Landreth appealed the decision on the grounds there was not a causal relationship between the neck injury and Mr. Rose’s fall at work in June 2007.   In striking down Landreth’s argument the Appellate Court found Mr. Rose had testified that he had neck and arm pain immediately following the accident and that the pain continued on after the accident.  In this case Landreth also sent Mr.
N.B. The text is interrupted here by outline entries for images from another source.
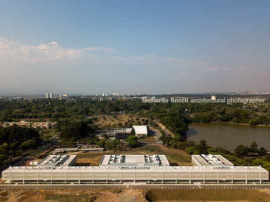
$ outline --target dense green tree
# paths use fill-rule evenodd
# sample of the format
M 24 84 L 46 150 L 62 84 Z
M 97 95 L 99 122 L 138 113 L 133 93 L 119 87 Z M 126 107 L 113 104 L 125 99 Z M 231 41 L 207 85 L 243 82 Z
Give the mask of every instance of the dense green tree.
M 250 148 L 251 153 L 255 154 L 258 152 L 258 145 L 257 144 L 257 142 L 253 141 L 249 147 Z
M 243 145 L 238 145 L 234 149 L 234 155 L 239 158 L 243 158 L 247 156 L 249 152 L 249 148 L 248 146 L 244 146 Z
M 126 143 L 129 147 L 132 147 L 137 144 L 138 138 L 133 135 L 129 136 L 126 139 Z
M 258 154 L 259 156 L 263 156 L 267 154 L 267 150 L 264 149 L 263 147 L 261 147 L 258 150 Z

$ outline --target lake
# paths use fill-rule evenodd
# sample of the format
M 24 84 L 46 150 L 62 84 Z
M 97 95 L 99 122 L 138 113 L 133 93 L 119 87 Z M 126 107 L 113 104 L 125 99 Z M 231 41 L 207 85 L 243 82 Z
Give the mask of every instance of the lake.
M 257 142 L 258 149 L 264 147 L 270 151 L 270 127 L 251 126 L 229 123 L 192 123 L 188 125 L 188 140 L 198 143 L 205 140 L 213 147 L 224 146 L 233 152 L 238 145 L 250 145 Z

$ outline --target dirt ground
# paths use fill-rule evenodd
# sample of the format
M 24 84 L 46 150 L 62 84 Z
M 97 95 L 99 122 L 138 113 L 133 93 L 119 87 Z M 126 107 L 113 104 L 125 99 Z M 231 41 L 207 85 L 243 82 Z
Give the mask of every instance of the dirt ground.
M 2 190 L 0 201 L 145 201 L 149 190 L 55 189 Z M 270 190 L 152 190 L 155 201 L 269 201 Z M 209 191 L 211 193 L 209 192 Z M 159 194 L 156 193 L 160 192 Z M 162 193 L 160 193 L 162 192 Z M 211 193 L 211 194 L 209 195 Z M 164 200 L 165 198 L 169 199 Z M 174 200 L 178 199 L 178 200 Z M 183 199 L 183 200 L 181 200 Z
M 0 201 L 145 201 L 144 190 L 3 190 Z

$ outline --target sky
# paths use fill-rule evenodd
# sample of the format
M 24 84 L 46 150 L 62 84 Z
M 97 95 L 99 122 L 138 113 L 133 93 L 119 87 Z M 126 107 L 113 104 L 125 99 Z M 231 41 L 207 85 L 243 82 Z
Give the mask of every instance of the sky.
M 0 95 L 270 92 L 269 1 L 0 0 Z

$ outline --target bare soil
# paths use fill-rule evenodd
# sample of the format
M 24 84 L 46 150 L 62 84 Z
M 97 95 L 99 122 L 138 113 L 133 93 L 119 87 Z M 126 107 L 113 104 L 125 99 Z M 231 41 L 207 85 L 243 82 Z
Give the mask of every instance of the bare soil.
M 0 192 L 0 201 L 73 202 L 144 201 L 142 190 L 55 189 L 4 190 Z

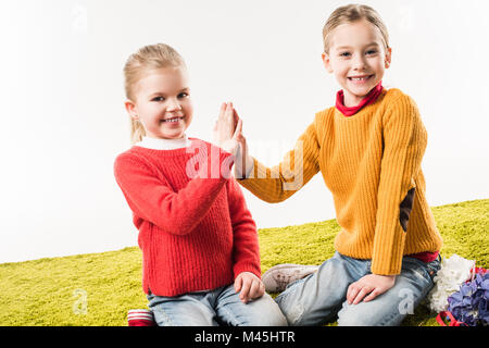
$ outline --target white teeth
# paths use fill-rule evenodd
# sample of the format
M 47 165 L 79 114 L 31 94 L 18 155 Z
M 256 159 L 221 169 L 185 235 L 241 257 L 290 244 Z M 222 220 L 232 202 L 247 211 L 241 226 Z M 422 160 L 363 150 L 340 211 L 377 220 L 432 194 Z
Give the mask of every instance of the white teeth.
M 163 122 L 178 122 L 180 120 L 181 120 L 181 117 L 176 117 L 176 119 L 163 120 Z
M 361 80 L 361 79 L 367 79 L 368 76 L 365 77 L 350 77 L 352 80 Z

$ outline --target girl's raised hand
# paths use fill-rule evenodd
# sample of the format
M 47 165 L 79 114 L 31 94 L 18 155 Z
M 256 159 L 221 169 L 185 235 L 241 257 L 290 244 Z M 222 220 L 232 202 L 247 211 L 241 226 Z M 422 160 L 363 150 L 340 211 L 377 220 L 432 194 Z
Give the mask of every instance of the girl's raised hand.
M 242 121 L 235 122 L 235 110 L 233 103 L 223 103 L 221 105 L 220 116 L 214 125 L 214 144 L 223 150 L 236 156 L 238 152 L 241 135 Z

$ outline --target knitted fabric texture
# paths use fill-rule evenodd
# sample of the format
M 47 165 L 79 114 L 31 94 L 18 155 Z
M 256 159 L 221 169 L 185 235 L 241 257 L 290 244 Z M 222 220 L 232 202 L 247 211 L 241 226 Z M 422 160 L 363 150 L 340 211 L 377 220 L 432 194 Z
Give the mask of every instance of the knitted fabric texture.
M 442 245 L 425 196 L 426 146 L 415 102 L 399 89 L 385 89 L 352 116 L 336 108 L 316 113 L 278 165 L 253 159 L 253 171 L 238 182 L 260 199 L 280 202 L 321 172 L 341 226 L 336 250 L 371 259 L 375 274 L 399 274 L 403 256 L 436 252 Z M 412 206 L 401 207 L 412 188 Z
M 177 296 L 261 276 L 256 226 L 229 176 L 234 158 L 203 140 L 189 148 L 138 146 L 121 153 L 114 174 L 139 231 L 142 288 Z

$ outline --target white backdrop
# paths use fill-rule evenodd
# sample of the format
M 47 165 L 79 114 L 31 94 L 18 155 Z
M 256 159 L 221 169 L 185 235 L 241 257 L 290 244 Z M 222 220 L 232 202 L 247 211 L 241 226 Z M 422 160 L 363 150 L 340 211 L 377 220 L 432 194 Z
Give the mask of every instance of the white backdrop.
M 188 135 L 210 139 L 221 102 L 234 101 L 255 157 L 273 165 L 334 103 L 339 86 L 321 62 L 322 27 L 347 3 L 2 1 L 0 262 L 137 245 L 112 171 L 129 147 L 122 69 L 131 52 L 175 47 L 191 77 Z M 390 32 L 384 85 L 414 98 L 428 130 L 429 203 L 489 198 L 489 3 L 362 3 Z M 244 195 L 259 227 L 335 217 L 321 175 L 283 203 Z

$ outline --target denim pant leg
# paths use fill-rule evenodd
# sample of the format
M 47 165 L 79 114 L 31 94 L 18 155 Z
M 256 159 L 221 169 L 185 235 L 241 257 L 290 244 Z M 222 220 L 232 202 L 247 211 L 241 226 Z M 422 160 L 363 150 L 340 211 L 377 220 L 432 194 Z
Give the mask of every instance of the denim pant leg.
M 210 303 L 212 293 L 191 293 L 175 297 L 148 295 L 148 307 L 158 326 L 217 326 Z
M 344 301 L 338 313 L 338 326 L 399 325 L 408 314 L 414 313 L 416 306 L 432 288 L 432 277 L 439 268 L 440 258 L 425 263 L 404 257 L 394 286 L 369 302 L 348 304 Z
M 348 286 L 364 276 L 369 261 L 336 252 L 317 272 L 290 284 L 275 299 L 289 325 L 322 325 L 336 316 Z
M 278 304 L 268 295 L 248 303 L 241 302 L 234 285 L 223 289 L 216 299 L 218 319 L 230 326 L 285 326 L 287 320 Z

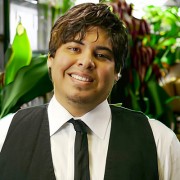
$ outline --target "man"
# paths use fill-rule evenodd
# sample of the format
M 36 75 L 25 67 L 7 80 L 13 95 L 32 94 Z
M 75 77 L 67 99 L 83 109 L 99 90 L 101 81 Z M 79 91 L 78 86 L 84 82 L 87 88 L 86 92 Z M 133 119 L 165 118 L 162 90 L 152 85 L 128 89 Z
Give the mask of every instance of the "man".
M 56 21 L 47 63 L 54 96 L 0 121 L 1 180 L 75 179 L 72 118 L 88 127 L 90 179 L 179 179 L 175 134 L 141 112 L 108 105 L 127 41 L 123 23 L 104 4 L 77 5 Z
Rose to see a doctor they chose for an independent medical examination.  Landreth had chosen Dr. Wilke for this independent medical exam.   Mr. Rose’s treating surgeon was Dr. Purvines.  Both Dr. Wilke and Dr. Purvines testified in this case.  Dr. Purvines had testified that Mr. Rose neck injury was related to the June 1, 2007.

In its decision, the Appellate Court noted the Arbitrator originally found Dr. Purvines’ opinion “to be more persuasive than those of Landreth’s witness (Dr. Wilke) who refused to look at the neck because he was not paid to do so”.

The Appellate Court ruled that “Dr. Purvines had a contrary opinion (from that of Dr. Wilke) which was supported both by medical evidence (in the form of the June 2007 MRI) and by the claimant’s (Mr. Rose) testimony. The function of the commission is to decide questions of fact, judge the credibility of witnesses, and resolve conflicting evidence. The Commission did just that in this case and determined the claimant’s theory of the case was more credible than Landreth’s…For the foregoing reasons, we affirm the judgment of the circuit court, which confirmed the Commission’s decision.”